In a large clearing, there was a small house, surrounded by the mountains and dark, looming trees. The front facade of the house was made entirely of doors. One steel door and two wooden doors. One upside down. Doors lying horizontally. The hinges and doorknobs had all been pulled out. On the other side of the house was a wall made of windows. An awning window, with its lock latch torn off. A window that had been boarded up somewhere else, then dragged here. I took a few quiet steps, trying to find the spot where the lamppost’s light revealed the most.

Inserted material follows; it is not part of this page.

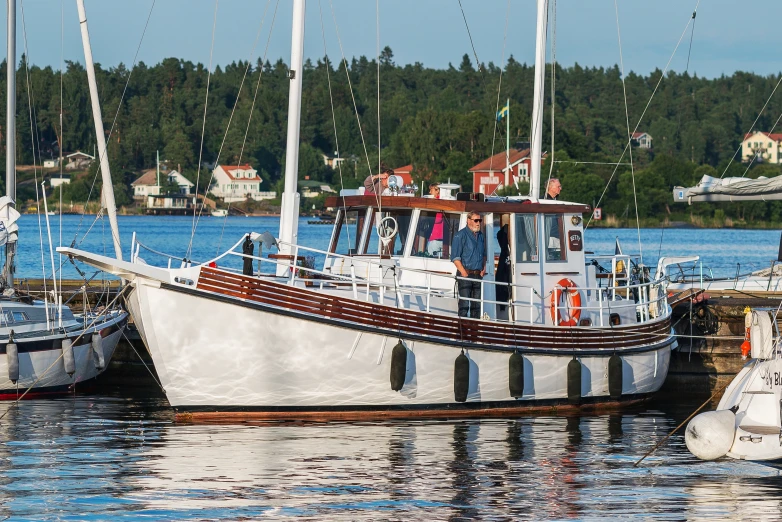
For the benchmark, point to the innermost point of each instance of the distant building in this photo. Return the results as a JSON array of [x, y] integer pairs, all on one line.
[[332, 162], [147, 184], [237, 183], [312, 188], [78, 160], [763, 147], [57, 180], [643, 140], [501, 170]]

There he was. The old man, kneeling on the ground. He was beating the ground with his hands, as if he was trying to wake someone buried beneath. He stood, stumbling to the house, his legs struggling to hold up his body. He began to pound his hands on the doors and the windows. His action, so familiar—I had seen it before, in the hotel. He threw his body against the closed house, which only stood firm. The old man collapsed, like a fledgling that had flown into a wall.

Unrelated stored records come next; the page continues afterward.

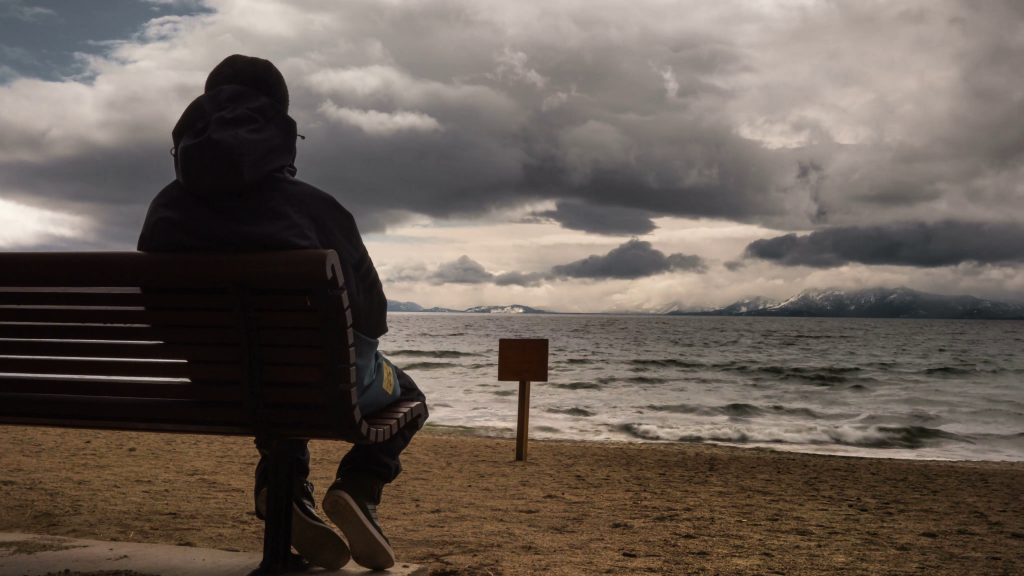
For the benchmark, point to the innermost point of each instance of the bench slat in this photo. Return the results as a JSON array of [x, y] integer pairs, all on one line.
[[193, 370], [150, 300], [154, 318], [142, 351], [135, 388], [117, 409], [117, 316], [124, 299], [169, 334], [119, 368], [125, 333]]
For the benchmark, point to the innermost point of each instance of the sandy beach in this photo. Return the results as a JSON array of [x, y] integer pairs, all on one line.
[[464, 506]]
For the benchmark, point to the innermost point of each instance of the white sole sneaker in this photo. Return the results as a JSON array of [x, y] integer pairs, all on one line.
[[314, 541], [369, 548]]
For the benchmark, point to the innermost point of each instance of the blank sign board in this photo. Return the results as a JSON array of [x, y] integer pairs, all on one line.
[[522, 360]]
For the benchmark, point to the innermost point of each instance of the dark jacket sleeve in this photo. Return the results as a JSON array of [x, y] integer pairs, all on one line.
[[337, 231]]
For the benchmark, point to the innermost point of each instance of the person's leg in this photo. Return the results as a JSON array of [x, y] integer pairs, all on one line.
[[301, 467], [351, 501], [380, 460], [313, 539]]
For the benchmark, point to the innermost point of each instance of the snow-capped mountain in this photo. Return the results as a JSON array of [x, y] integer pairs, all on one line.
[[513, 309], [876, 302], [395, 305]]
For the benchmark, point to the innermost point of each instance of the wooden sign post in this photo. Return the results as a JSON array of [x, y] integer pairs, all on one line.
[[524, 361]]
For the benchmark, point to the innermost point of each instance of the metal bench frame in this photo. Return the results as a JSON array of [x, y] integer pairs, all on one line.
[[256, 344]]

“Please, won’t you let me in?”

Until my dreams, I had forgotten about the old man. Changed the sound of his hammering and screams into a lullaby, taken the veil of the night as my blanket. I stepped back, trying my best not to make a sound, to avoid tripping over his hammer, crowbar, and screwdrivers. A scatter of bent nails, nuts, and bolts. Battered parts of a door, a window strewn all over the ground.

What if what Jae-hyun said was true?

That I only stood in the distance, watching.

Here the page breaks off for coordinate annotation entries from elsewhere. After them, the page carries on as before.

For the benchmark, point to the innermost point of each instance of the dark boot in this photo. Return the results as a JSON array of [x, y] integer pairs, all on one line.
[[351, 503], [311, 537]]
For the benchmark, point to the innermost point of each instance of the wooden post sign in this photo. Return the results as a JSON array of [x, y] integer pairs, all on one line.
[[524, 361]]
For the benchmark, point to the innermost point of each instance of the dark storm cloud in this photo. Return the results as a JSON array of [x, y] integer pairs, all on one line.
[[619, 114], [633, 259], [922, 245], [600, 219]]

Even now, I had only come here to see. To make sure he was the madman I had always known—but now I saw his brokenness. He was grieving.

Watching the old man weeping, I remembered Ms. Han. How she cried, how she tried. Ever restless as she reached out to her brother.

Hesitating, I saw a flicker of flame. A cigarette tip. It lit up, revealing three men who stood in the darkness, just a few steps from my spot in the shadows. Under the trees, they watched the old man as I was watching him. One man exhaled a curl of smoke. I recognized them all, the village elders. Some days after Father told me not to hurt the old man, he brought me out here. There had been only these elders then. Not the old man’s family, but they took care of him, watching as they waited for the old man to lose consciousness, to slip into his dream. Soon, they would step in, destroy, and tear that structure apart. Dismantling what the old man had been building for months. A truck would come in and take all the parts and pieces back to the junkyard. Tonight, they would carry out the old man once he fell asleep. Take him into one of their houses, tuck him into a spare bed. Like they had always done, and would always do. And just as he had always done, the old man would slip out from the house early in the morning. He’d come back here. Soon, he would see this land empty, and he’d start walking again. Back on the road to search, to find all the doors and windows he could. He would begin hammering again. Weeping until he finished it. The old man would never stop building, and they would always take him home to rest.

The old man’s cry ripped open the air, his broken words filling the night. He wailed to be let inside. But there was no opening, except for a few doorknob holes, or slight gaps between the boards. Just large enough to leak out a cry, a wail, a scream. The old man banged his hands on the wall, threw his body at a place he could never enter. Wailing, “Let me in. Please let me inside.”

What if someone was inside?

I refused the thought, even as I pictured it. Someone yearning for the outside, locked up, unable to escape. What if I was seeing this all wrong—if there was someone inside, looking out instead? Hoping for an exit.

Their hands moved. The elders, waiting to take the old man home. They gestured at me. Go, their hands said, go home. You shouldn’t be here. I bowed. The veil of the night ripped, a silent scream echoing across Dalbit. What was behind a door that could not be opened?